Farm Transitions

By S. Roy Kaufman | Feb 18, 2014

The following article was featured in the The Freeman Courier in February 2014, as part of the feature “Rural Reconnaissance”.

A recent issue of The Land Stewardship Newsletter (No. 4, 2013) featured articles highlighting a new initiative of the Land Stewardship Project (LSP), the well-established, Minnesota-based “rural revival” effort to keep “land and people together.” The initiative is “farm transitions.” It is designed to counter “current land consolidation trends,” and provides tools to assist farm owners and would-be farmers transition land to the next generation.

LSP and the Minnesota Institute for Sustainable Agriculture (MISA) have developed a Farm Transitions Toolkit for this purpose which can be accessed by calling 800-909-6472 or at www.landstewardshipproject.org/farmtranstionstoolkit. The Toolkit “contains resources, links to services and practical calculation tables to help landowners establish a commonsense plan for farm transitions.” MISA executive director Helene Murray says, “The target audience for the Toolkit is those people who want to pass their farm on in a way that supports healthy rural communities, strong local economies and sustainable land stewardship.
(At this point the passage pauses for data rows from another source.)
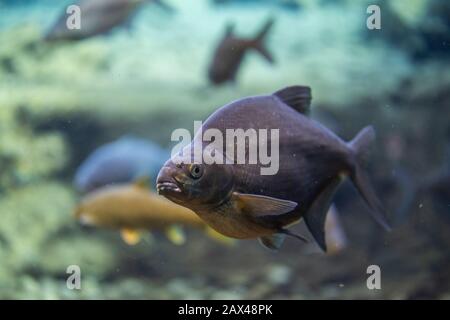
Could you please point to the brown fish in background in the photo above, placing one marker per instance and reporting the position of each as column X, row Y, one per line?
column 132, row 208
column 239, row 202
column 97, row 17
column 230, row 53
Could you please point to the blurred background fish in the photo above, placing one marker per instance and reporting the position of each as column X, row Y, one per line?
column 133, row 209
column 61, row 100
column 123, row 160
column 98, row 17
column 231, row 50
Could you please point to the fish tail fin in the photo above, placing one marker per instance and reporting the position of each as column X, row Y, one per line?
column 163, row 5
column 258, row 42
column 360, row 146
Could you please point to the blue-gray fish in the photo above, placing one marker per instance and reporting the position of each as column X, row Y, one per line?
column 239, row 202
column 120, row 161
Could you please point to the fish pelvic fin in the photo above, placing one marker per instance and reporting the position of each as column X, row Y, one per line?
column 130, row 236
column 258, row 42
column 316, row 215
column 261, row 206
column 213, row 234
column 296, row 97
column 360, row 146
column 176, row 235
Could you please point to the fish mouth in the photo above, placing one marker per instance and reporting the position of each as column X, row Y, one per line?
column 167, row 186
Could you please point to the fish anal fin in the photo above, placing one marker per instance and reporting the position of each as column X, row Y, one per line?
column 297, row 97
column 272, row 242
column 130, row 236
column 261, row 206
column 316, row 215
column 176, row 235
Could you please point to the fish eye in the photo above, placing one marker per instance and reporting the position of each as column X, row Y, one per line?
column 196, row 171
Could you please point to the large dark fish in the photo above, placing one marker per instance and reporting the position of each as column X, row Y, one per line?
column 120, row 161
column 97, row 17
column 230, row 53
column 239, row 202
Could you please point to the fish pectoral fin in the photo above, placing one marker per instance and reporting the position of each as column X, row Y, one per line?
column 316, row 215
column 272, row 242
column 130, row 236
column 297, row 97
column 260, row 206
column 176, row 235
column 220, row 237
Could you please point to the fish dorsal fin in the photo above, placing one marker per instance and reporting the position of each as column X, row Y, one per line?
column 260, row 206
column 176, row 235
column 273, row 242
column 142, row 182
column 130, row 236
column 316, row 215
column 297, row 97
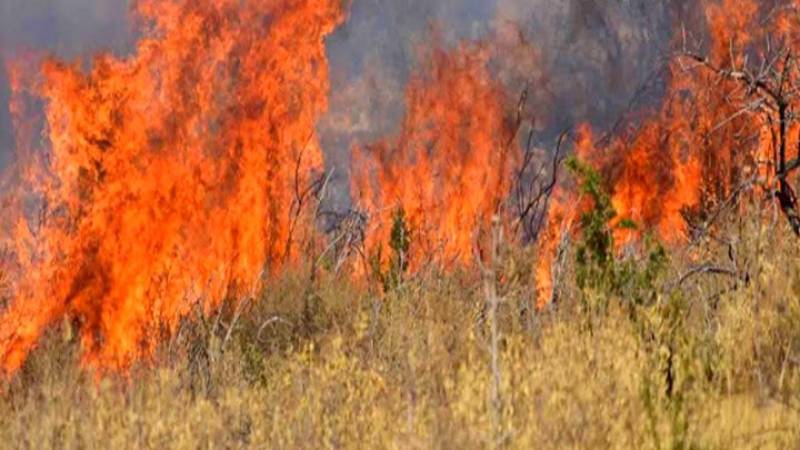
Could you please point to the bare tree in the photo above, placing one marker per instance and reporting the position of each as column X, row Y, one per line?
column 768, row 79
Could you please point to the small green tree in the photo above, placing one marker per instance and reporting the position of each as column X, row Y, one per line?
column 400, row 244
column 600, row 272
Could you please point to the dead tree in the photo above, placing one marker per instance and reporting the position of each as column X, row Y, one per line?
column 770, row 87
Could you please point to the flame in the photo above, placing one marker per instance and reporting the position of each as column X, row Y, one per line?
column 692, row 153
column 170, row 177
column 449, row 168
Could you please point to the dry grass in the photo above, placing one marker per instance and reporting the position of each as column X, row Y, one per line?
column 712, row 364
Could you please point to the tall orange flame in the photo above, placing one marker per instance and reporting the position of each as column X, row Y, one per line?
column 711, row 134
column 450, row 166
column 170, row 176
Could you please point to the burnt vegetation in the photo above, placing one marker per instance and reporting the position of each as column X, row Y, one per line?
column 491, row 285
Too often retiring farmers or people who find themselves in possession of family land feel pressured to make decisions that go against their own values. The Toolkit can help people align those values with the decisions they make as far as their land’s future is concerned.” (12)

“FarmLASTS Project is a national research, education and extension project funded by the USDA National Research Initiative. In 2010, FarmLASTS produced a special report on farmland success, succession, tenure, and stewardship.” (3) Here are some of the findings.

  • Over the next two decades, 70 percent of the nation’s farms will change hands.
  • Two-thirds of retiring farmers have not identified successors.
  • Ninety percent of farm owners neither had an exit strategy nor knew how to develop one.
  • Only three percent of farmland buyers are new farmers.
  • Four percent of farmland owners own nearly half the land.
  • In 2002, 34 percent of farmland owners in Iowa were investors, double the proportion in 1989.
  • Over 40 percent of U.S. farmland is rented. (3)

These statistics confirm that there is indeed a “big land grab” going on in the United States. The same trends are occurring locally. A study I did in 2009 on the sixteen square miles surrounding the Salem Mennonite Church in Childstown Township showed that the land was owned by 84 property owners. Seventy-six of these parcels were farmland properties, with 55.3 percent being farmed by local farmland owner/operators, though not all of these farmers resided on these properties. This means that 44.7 percent of the parcels were rental properties. Half of these farmland owners were non-resident landlords, usually heirs of the family farms on which they had grown up.

In this study I did not correlate the ages of the farmland owners and operators who owned and worked this land. Anecdotal evidence would indicate that many of these farmland owners were near or over retirement age. Quite apart from questions about the types of agricultural enterprises involved, the future of this rural community depends in large measure on whether these farmland owners will choose to transition their land to a new generation of local farmers, or whether the trend toward corporate ownership of land fostered by investors and misguided government policies will continue.